- Status: Accepted
- Date: 2026-05-03
- Affected:
backend/workers/voice-talkback/,apps/web/app/(app)/talkback/
Context
V0.2 ships voice talk-back. There are two architectural shapes for real-time voice with LLMs in 2026:
- Bundled — a vendor’s all-in-one realtime API (OpenAI Realtime, Gemini Live). One WebSocket carries audio in / audio out; the provider handles STT, LLM, and TTS internally.
- Composed — orchestrate independent STT, LLM, and TTS services over a single pipeline. Pipecat is the open-source orchestrator.
docs/01_SOFTWARE_PLAN.md §1.8 already favored the composed approach.
This ADR documents why and what was given up.
Options considered
Option A — OpenAI Realtime
- Pros: Lowest end-to-end latency; voice quality strong; one API; tool use built in.
- Cons: Vendor lock — STT/LLM/TTS aren’t independently swappable. Cost ≈ $0.06/min vs Pipecat-orchestrated Deepgram+Haiku+Cartesia ≈ $0.02/min. Group conversation / multi-party support is weaker than LiveKit’s. Tool-calling parity for our memory tools is less mature than Claude Agent SDK’s.
Option B — Gemini Live
- Same shape as OpenAI Realtime; same trade-offs. Add: Google’s voice selection is narrower; no Anthropic models possible.
Option C — Pipecat + Deepgram Nova-3 + Claude Haiku + Cartesia Sonic (chosen)
- Pros: Each component is independently swappable. If Cartesia ships a better voice → flip a service. If Deepgram beats themselves on latency → drop in. Cost ≈ 1/3 of bundled. LiveKit Agents (which Pipecat composes with) is the proven multi-party WebRTC pattern; V0.3 group mode lands cleanly. Tool use is mature on Claude.

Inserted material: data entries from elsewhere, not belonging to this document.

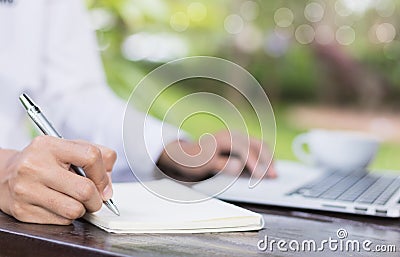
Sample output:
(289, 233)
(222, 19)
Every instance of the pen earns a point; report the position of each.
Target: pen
(45, 126)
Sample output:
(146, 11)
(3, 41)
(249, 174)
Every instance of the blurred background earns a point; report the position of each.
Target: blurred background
(324, 64)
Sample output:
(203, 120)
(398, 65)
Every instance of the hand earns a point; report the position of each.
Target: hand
(195, 161)
(38, 186)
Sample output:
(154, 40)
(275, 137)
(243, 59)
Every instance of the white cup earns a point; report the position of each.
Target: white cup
(343, 151)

- Cons: One more service to deploy (the Pipecat orchestrator). Naturalness gap vs end-to-end speech models is real and requires attention to prompt + TTS choice (see ADR-0006).
Decision
Use Pipecat as the V0.2 voice orchestrator with Deepgram Nova-3
streaming STT, Claude Haiku 4.5 LLM, and Cartesia Sonic TTS. Keep
OpenAI Realtime as a fallback driver in the swappable agent layer
(packages/agents/src/drivers/realtime-voice.ts slot exists per the
plan), available if a future use case needs the latency.
Consequences
- Voice service is a separate Python process (
backend/workers/voice- talkback/). Deploys via Modal / Fly / any Node runner. - Latency budget per
01_SOFTWARE_PLAN.md§1.8: <1.5s end-of-utterance → AI starts speaking. Realistic 750ms-1.55s on warm path. - Group mode (V0.3) builds on this same Pipecat pipeline — swap WebSocket transport for LiveKit, keep STT/LLM/TTS choices.
- TTS swap path (Cartesia → ElevenLabs v3 → Sesame CSM) is one line
in
main.py. See ADR-0006.
Notes
If the bundled-API approach becomes meaningfully cheaper or the naturalness gap becomes intolerable, revisit. The Pipecat structure doesn’t preclude swapping to Realtime later — it just means we’d lose the cost advantage and the LiveKit-friendly group mode.